Рано научился читать и писать. Обучение происходило под наблюдением Василия Афанасьевича. Он сам задавал сыновьям, старшему Николаю и младшему Ивану, сочинения на разные сельские темы. Мальчиком Гоголь принимал участие в театральных постановках отца и помогал ему. Для подготовки в школу был нанят семинарист.
Капризный, себялюбивый, неуравновешенный, даже болезненный, Гоголь-ребенок соединял в себе богатую восприимчивость к «особенностям», ко всему телесному, с мечтательностью, с разными страхами. Однако, тихая деревенская обстановка, обилие зелени, здоровый воздух, достаток давали перевес бодрому и положительному. Но чем же тогда заменить их?
В 1818 году вместе с младшим братом Иваном Гоголь поступил в полтавскую гимназию.

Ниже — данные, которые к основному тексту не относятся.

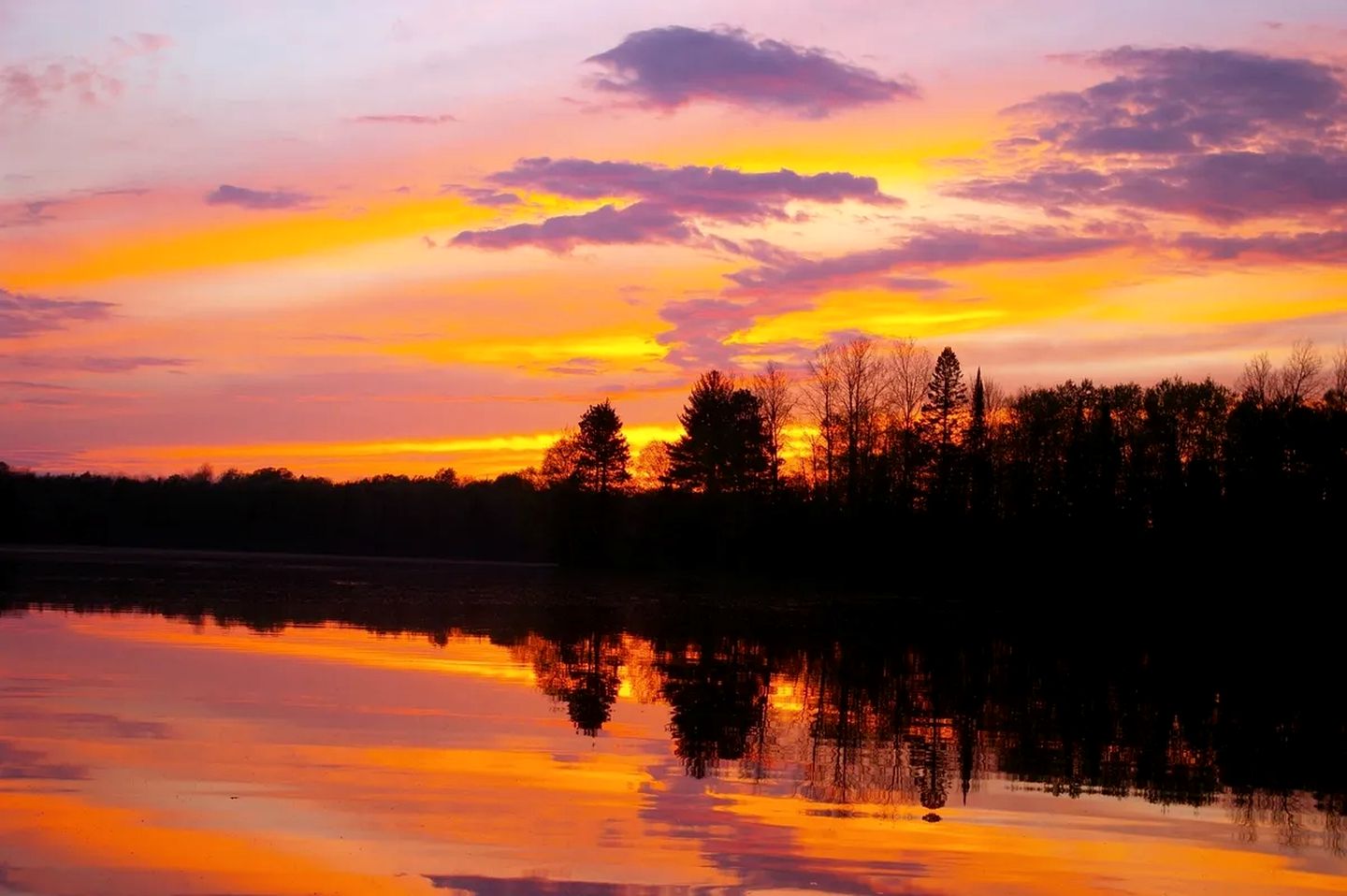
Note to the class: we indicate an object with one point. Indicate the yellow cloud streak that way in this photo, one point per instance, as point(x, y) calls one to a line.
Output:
point(264, 236)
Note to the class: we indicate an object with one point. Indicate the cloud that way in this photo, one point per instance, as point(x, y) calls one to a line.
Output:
point(675, 66)
point(1328, 247)
point(701, 326)
point(404, 119)
point(664, 202)
point(94, 363)
point(27, 213)
point(1190, 100)
point(579, 367)
point(1224, 187)
point(260, 199)
point(38, 387)
point(27, 314)
point(726, 195)
point(18, 763)
point(933, 247)
point(34, 85)
point(483, 195)
point(915, 284)
point(608, 225)
point(1219, 135)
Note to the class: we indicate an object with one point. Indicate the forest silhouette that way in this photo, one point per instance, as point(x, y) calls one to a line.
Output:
point(908, 705)
point(878, 450)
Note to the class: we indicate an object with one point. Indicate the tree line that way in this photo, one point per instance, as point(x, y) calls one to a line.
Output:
point(877, 449)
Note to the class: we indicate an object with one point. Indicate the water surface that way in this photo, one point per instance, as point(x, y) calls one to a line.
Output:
point(190, 730)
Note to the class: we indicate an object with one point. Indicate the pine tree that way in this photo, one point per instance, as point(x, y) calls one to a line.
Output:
point(946, 397)
point(725, 442)
point(601, 450)
point(977, 436)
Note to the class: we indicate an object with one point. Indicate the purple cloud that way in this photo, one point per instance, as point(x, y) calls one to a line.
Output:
point(915, 284)
point(1224, 187)
point(609, 225)
point(1190, 100)
point(675, 66)
point(701, 326)
point(728, 195)
point(1328, 247)
point(1219, 135)
point(934, 247)
point(27, 314)
point(94, 363)
point(257, 199)
point(34, 85)
point(483, 195)
point(404, 119)
point(664, 202)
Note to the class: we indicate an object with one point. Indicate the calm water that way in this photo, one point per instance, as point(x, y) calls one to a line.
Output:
point(198, 728)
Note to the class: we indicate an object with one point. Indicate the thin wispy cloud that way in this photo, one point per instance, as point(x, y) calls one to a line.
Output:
point(675, 66)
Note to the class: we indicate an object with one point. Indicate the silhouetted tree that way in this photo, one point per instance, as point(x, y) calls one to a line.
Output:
point(725, 442)
point(776, 402)
point(979, 455)
point(943, 419)
point(946, 397)
point(652, 465)
point(559, 459)
point(601, 450)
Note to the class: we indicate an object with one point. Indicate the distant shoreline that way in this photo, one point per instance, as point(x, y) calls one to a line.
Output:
point(97, 553)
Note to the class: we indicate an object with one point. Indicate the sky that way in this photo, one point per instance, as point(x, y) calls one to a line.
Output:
point(364, 238)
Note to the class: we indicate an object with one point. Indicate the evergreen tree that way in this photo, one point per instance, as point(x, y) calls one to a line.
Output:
point(943, 413)
point(946, 397)
point(725, 441)
point(977, 437)
point(981, 473)
point(601, 450)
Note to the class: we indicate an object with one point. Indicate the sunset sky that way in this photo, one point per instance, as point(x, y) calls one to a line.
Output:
point(360, 238)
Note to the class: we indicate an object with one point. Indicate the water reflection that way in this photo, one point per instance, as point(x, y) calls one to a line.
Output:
point(478, 743)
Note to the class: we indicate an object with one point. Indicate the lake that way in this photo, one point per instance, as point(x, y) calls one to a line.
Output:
point(236, 725)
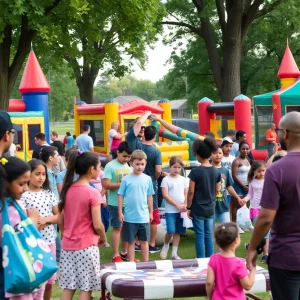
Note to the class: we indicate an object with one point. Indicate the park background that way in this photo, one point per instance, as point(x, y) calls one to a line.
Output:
point(93, 50)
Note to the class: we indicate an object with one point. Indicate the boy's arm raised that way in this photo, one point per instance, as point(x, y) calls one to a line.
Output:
point(120, 207)
point(210, 282)
point(248, 281)
point(150, 206)
point(108, 185)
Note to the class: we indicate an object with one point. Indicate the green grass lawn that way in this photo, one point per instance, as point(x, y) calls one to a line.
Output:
point(62, 128)
point(186, 250)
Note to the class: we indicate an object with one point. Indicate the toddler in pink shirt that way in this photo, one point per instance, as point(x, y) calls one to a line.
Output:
point(227, 275)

Нравы и порядки дореформенных гимназий отличались грубостью. Детей пороли за незначительные провинности, воспитывали угодничество, раболепство, презрение к «мужикам», трусость. Об этом воспитании наглядное представление дают страницы «Мертвых душ», где изображается жизнь Павлуши Чичикова в школе. И родители и воспитатели учили, что надо надеяться на копейку: товарищи выдадут, а копейка никогда не выдаст. Ценились не успехи в науках, а благонравное поведение, которое измерялось прислужничеством перед старшими, ябедничеством, причем эти прислужники и ябедники первыми же при удобных случаях не только забывали о своих «благодетелях», но и делали им посильные гадости.